Question

I know it is relatively easy to compute the sets of k-nearest neighbours from a Voronoi tessellations. What about the reverse problem? I already have the set of k-nearest neighbours (in 3D) and I would like to compute the volumes and centres of the Voronoi cells. Intuitively, there should be an O(n) algorithm that does that, right?

Has anyone seen something like this implemented somewhere?

Thanks in advance

PS: I assume that no Voronoi cell has more than k edges (this prior knowledge on the location of the points is probably what makes it possible to compute the diagram in O(n), independently of the dimensionality).

PPS: I further assume that for a given point, the vertices of the Voronoi cell belong to the set of kNN (see comments below).

Was it helpful?

Solution

You can build the VD as follows. A point P and one of its k nearest neighbors Q define a half-plane H(P,Q) equidistant to both P and Q, and a half-space H+(P,Q) with boundary H and containing P. Then the Voronoi cell of P is the intersection of the H+(P,Q) for all Q in the k nearest neighbors of P. Building this intersection is very closely related to the Vertex Enumeration Problem: http://en.wikipedia.org/wiki/Vertex_enumeration_problem

You need to have enough neighbors to be sure that the correct VD is constructed and I'm not sure that your assumptions guarantee that. The only sure thing is that the real Voronoi cell of a point P is included in the cell that the algorithm above constructs.

OTHER TIPS

While there should be an intuitive algorithm, I don't think that there actually is one. While I have no formal proof (and couldn't make one up that fast), consider the following argument:

Consider the case where the k-nearest neighbouring points K of a point P are all to one side of P, i.e. there is a plane through P such that all points in K are on one side of the plane. The boundary of the Voronoi cell of P can then not be computed, in any way, from the points in K. This argument holds for any k, and I can't see any way how an algorithm could detect the presence of any point on the other side of P by nearest-neighbour analysis. Therefore, I argue that the Voronoi diagram contains more information than the k-nearest neighbours statistic and therefore the transformation from Voronoi to kNN is an irreversible reduction.
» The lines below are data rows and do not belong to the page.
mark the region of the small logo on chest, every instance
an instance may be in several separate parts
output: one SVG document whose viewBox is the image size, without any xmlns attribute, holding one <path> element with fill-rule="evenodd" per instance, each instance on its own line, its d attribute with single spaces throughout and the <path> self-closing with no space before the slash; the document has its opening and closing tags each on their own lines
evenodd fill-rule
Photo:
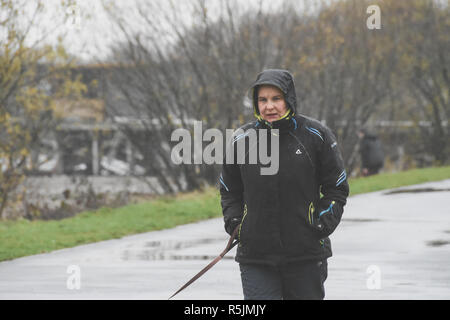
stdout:
<svg viewBox="0 0 450 320">
<path fill-rule="evenodd" d="M 302 154 L 302 152 L 300 151 L 300 149 L 297 149 L 297 151 L 295 151 L 295 154 Z"/>
</svg>

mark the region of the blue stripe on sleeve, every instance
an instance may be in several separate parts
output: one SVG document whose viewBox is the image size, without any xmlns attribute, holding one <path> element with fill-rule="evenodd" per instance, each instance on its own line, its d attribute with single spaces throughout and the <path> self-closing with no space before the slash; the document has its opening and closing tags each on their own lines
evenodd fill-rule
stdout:
<svg viewBox="0 0 450 320">
<path fill-rule="evenodd" d="M 318 136 L 322 141 L 324 141 L 322 135 L 320 134 L 320 132 L 317 129 L 310 128 L 310 127 L 306 127 L 306 129 L 309 132 L 311 132 L 311 133 L 315 134 L 316 136 Z"/>
</svg>

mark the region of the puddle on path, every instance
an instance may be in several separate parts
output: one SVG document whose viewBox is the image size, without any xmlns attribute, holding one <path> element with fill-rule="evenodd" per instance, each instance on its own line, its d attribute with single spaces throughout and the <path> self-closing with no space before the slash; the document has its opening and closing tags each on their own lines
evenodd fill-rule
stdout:
<svg viewBox="0 0 450 320">
<path fill-rule="evenodd" d="M 148 241 L 142 249 L 127 249 L 122 252 L 122 260 L 213 260 L 216 258 L 221 250 L 218 250 L 217 255 L 204 254 L 180 254 L 176 251 L 180 249 L 191 248 L 204 244 L 223 243 L 226 245 L 226 239 L 196 239 L 196 240 L 162 240 L 162 241 Z M 175 251 L 175 252 L 174 252 Z M 234 259 L 232 255 L 225 256 L 223 259 Z"/>
<path fill-rule="evenodd" d="M 415 283 L 412 283 L 412 282 L 398 282 L 398 283 L 396 283 L 396 285 L 398 285 L 398 286 L 414 286 Z"/>
<path fill-rule="evenodd" d="M 430 247 L 442 247 L 445 246 L 447 244 L 450 244 L 449 240 L 432 240 L 432 241 L 427 241 L 427 246 Z"/>
<path fill-rule="evenodd" d="M 191 241 L 179 240 L 164 240 L 164 241 L 147 241 L 145 247 L 158 248 L 160 250 L 179 250 L 193 247 L 196 245 L 209 244 L 218 241 L 225 241 L 223 239 L 196 239 Z"/>
<path fill-rule="evenodd" d="M 383 195 L 391 195 L 391 194 L 398 194 L 398 193 L 422 193 L 422 192 L 448 192 L 450 191 L 450 188 L 446 189 L 438 189 L 438 188 L 416 188 L 416 189 L 397 189 L 392 190 L 389 192 L 383 193 Z"/>
<path fill-rule="evenodd" d="M 345 222 L 377 222 L 377 221 L 382 221 L 381 219 L 369 219 L 369 218 L 342 218 L 342 221 Z"/>
</svg>

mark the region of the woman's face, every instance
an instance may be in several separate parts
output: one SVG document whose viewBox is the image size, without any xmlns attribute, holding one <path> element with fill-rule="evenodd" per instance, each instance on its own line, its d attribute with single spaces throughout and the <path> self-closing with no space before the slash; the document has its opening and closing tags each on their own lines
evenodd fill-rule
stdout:
<svg viewBox="0 0 450 320">
<path fill-rule="evenodd" d="M 261 117 L 268 122 L 280 119 L 287 111 L 283 92 L 274 86 L 259 87 L 258 109 Z"/>
</svg>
On the other hand, Hugo Ledoux has developed a n log n average case algorithm for Voronoization, you might consider that solution.
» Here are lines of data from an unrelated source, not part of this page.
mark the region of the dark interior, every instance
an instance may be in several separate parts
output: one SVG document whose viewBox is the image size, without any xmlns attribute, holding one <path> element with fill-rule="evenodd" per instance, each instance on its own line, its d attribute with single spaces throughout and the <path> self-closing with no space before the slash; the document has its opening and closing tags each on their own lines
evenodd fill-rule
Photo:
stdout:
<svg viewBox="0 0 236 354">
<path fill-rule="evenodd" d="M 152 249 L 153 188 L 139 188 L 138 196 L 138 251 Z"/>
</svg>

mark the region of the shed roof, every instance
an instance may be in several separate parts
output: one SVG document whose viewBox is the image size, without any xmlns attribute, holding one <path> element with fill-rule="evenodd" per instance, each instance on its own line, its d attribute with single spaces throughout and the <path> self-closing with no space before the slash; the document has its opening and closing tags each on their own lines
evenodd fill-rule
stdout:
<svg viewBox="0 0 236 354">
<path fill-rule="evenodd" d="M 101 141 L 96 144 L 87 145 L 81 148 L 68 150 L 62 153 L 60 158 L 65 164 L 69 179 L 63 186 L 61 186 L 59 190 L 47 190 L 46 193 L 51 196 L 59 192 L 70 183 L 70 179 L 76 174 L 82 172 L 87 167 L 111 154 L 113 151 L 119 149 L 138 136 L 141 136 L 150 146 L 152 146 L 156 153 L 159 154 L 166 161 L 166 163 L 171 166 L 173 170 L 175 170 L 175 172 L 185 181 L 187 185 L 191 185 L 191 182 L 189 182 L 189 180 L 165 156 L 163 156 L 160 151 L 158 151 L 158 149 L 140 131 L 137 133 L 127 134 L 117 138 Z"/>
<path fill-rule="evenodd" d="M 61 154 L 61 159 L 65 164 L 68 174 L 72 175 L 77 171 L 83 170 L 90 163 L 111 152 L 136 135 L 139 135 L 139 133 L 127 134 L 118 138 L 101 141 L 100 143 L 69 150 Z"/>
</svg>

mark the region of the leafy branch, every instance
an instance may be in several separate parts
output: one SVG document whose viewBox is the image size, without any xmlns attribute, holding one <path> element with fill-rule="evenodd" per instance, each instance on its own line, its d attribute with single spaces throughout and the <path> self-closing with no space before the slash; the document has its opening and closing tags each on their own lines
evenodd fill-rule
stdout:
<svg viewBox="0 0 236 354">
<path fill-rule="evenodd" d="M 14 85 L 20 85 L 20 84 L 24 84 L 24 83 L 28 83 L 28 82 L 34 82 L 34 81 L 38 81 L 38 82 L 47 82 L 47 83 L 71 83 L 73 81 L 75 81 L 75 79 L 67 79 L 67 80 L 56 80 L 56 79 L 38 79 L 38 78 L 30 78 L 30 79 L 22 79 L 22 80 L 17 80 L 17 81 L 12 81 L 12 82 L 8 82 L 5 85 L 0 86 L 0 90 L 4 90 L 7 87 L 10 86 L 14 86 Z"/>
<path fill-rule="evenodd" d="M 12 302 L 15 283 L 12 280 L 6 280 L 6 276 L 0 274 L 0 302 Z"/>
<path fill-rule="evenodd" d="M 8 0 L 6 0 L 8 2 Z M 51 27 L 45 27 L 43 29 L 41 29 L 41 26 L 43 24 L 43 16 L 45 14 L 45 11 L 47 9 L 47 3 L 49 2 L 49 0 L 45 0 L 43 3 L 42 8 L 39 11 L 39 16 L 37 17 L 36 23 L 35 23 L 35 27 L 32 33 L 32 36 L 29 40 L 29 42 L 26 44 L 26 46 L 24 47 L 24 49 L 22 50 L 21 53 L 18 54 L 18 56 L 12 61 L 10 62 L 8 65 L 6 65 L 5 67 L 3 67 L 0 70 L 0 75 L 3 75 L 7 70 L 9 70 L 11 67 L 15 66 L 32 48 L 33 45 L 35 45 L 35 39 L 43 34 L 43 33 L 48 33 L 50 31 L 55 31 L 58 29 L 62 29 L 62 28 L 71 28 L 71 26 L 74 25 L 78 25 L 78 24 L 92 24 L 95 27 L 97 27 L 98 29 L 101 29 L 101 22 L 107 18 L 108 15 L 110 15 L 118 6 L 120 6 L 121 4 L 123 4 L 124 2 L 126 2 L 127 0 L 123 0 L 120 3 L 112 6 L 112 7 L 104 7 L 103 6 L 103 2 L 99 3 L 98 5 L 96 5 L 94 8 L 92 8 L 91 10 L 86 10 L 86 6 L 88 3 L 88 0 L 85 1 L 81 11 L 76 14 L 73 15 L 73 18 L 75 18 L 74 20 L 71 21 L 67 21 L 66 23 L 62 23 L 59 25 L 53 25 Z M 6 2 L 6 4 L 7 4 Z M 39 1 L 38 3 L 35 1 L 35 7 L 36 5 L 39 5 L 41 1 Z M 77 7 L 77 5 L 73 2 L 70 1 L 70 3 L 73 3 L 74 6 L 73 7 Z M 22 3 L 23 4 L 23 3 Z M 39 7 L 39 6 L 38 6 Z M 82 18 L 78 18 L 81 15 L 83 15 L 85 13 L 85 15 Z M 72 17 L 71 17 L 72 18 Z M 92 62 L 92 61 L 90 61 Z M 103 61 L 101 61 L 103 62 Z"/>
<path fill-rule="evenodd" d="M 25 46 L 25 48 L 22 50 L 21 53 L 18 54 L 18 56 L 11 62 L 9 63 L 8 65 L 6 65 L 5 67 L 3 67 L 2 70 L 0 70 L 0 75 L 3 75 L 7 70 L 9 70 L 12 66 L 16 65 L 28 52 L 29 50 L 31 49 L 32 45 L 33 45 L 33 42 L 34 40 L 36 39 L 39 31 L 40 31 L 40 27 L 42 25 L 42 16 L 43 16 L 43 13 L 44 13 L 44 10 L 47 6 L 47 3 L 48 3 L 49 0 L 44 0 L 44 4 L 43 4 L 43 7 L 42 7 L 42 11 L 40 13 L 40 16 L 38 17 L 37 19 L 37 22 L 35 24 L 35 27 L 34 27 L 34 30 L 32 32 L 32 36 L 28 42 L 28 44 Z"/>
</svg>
Edit: My argument is probably still too complex. Simple thought about kNN: Consider a cluster of k points that are the kNN to each other. The kNN subgraph for these points is disconnected from all other points, making the construction of a Voronoi diagram impossible. Or, in other terms, the Voronoi diagram contains the k-nearest neighbours for any k, thus cannot be reconstructed from any finite k.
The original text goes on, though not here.